Y con todo ello, dedica la novela “al viejo. En su memoria”…
Mi viejo falleció a comienzos del pasado mes de diciembre. Era una persona a la que sentía muy cercana. Y a la que debo muchas cosas. Durante las primeras semanas de orfandad, tuve que corregir las galeradas de Mosturito. Aquel ejercicio me alivió bastante, y también pensé mucho en que mi padre se hubiera divertido con la novela. Le gustaba leerme, y tenía un sentido muy práctico de la literatura. Era un gran lector de novela policíaca, y apreciaba mucho que las novelas fueran al meollo. En Mosturito hay mucha acción, pasan muchas cosas. Creo que le hubiera gustado, de ahí la dedicatoria.

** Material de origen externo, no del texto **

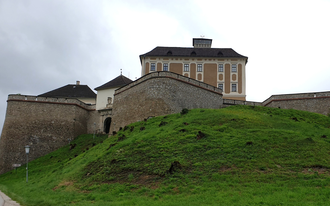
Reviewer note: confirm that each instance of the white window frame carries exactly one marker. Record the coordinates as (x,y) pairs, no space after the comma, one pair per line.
(220,69)
(185,69)
(154,67)
(234,87)
(166,67)
(222,84)
(200,69)
(234,68)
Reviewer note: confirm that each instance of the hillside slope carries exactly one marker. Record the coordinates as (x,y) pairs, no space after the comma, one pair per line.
(239,155)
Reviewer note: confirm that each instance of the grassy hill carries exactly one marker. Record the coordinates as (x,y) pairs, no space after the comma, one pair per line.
(239,155)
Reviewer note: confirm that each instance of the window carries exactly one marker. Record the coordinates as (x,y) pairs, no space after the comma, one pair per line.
(199,68)
(233,68)
(220,68)
(233,88)
(220,86)
(165,67)
(186,68)
(153,67)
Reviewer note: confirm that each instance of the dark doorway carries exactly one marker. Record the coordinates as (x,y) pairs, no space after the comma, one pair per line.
(107,123)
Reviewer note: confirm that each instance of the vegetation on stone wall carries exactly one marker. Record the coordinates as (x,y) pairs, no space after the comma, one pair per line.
(240,155)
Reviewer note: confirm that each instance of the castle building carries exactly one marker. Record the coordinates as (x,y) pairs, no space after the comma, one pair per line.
(220,67)
(73,91)
(105,98)
(105,92)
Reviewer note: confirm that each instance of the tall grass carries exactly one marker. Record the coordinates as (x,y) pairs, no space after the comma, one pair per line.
(240,155)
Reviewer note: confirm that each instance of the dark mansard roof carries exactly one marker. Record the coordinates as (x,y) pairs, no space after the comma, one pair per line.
(117,82)
(193,52)
(70,91)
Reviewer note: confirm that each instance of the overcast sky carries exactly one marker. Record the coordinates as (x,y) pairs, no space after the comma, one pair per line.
(45,45)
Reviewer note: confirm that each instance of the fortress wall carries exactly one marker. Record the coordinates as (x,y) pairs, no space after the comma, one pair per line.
(312,102)
(42,124)
(160,95)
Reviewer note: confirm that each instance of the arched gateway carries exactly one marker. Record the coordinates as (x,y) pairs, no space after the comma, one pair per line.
(107,123)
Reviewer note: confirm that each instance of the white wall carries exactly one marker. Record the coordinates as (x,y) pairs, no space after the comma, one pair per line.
(102,97)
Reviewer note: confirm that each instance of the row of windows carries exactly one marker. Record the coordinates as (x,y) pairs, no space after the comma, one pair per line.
(199,67)
(233,87)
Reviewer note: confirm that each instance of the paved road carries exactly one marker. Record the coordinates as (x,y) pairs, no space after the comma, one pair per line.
(6,201)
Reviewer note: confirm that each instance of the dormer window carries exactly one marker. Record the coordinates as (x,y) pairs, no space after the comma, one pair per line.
(165,67)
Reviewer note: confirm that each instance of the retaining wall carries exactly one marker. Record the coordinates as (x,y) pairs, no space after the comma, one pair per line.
(45,124)
(318,102)
(161,93)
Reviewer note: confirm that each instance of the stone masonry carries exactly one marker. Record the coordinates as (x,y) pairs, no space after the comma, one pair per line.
(161,93)
(45,124)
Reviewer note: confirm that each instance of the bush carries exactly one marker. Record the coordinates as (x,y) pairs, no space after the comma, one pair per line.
(184,111)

¿En qué momento supo que su novela debía estar escrita como está escrita, con ese habla andaluza y sevillana tan creíble y reconocible aún hoy mismo, en pleno 2024?
Cualquier novela, para que funcione de veras, debe encontrar un tono. En esta, quise que el tono se lo diera la voz del niño. El trabajo más difícil es hallar ese tono, pero una vez que lo encuentras, todo va rodado. Escribí una primera parte, pero tenía la sensación de tener entre manos una voz muy distinta, muy salvaje, muy genuina. Y no sabía si esa voz se entendería fuera de Andalucía. Pero di a leer la primera parte a mis editores, y me dijeron que funcionaba muy bien, y que debía seguir por ahí. En ese momento me vine arriba. Creo que nunca he escrito con tanta sensación de libertad como con Mosturito. En cierta medida, sentía que estaba creando un lenguaje propio. Y eso, para un escritor, es algo maravilloso.
¿Nunca contempló la opción de pasarla por el tamiz del castellano más ortodoxo y académico?
No, nunca. Y conforme el manuscrito iba cogiendo cuerpo, me volvía menos ortodoxo y académico. Después vino lo difícil: cuando empecé a pasar los folios manuscritos al ordenador, el corrector de Word se encargaba de subrayar cada error sintáctico, e incluso me cambiaba automáticamente las expresiones incorrectas. He descubierto con esta novela lo difícil que resulta escribir mal. Además, tenía que tener mucho cuidado con que el texto no resultara impostado, puliendo cualquier tipo de exceso retórico. Quería que Mosturito se leyera como se escuchan los primeros discos del punk, con toda esa imperfección y ese ruido, con esa sensación libre y ajena al virtuosismo. Es lo que me ha costado más trabajo. Espero que el resultado esté a la altura.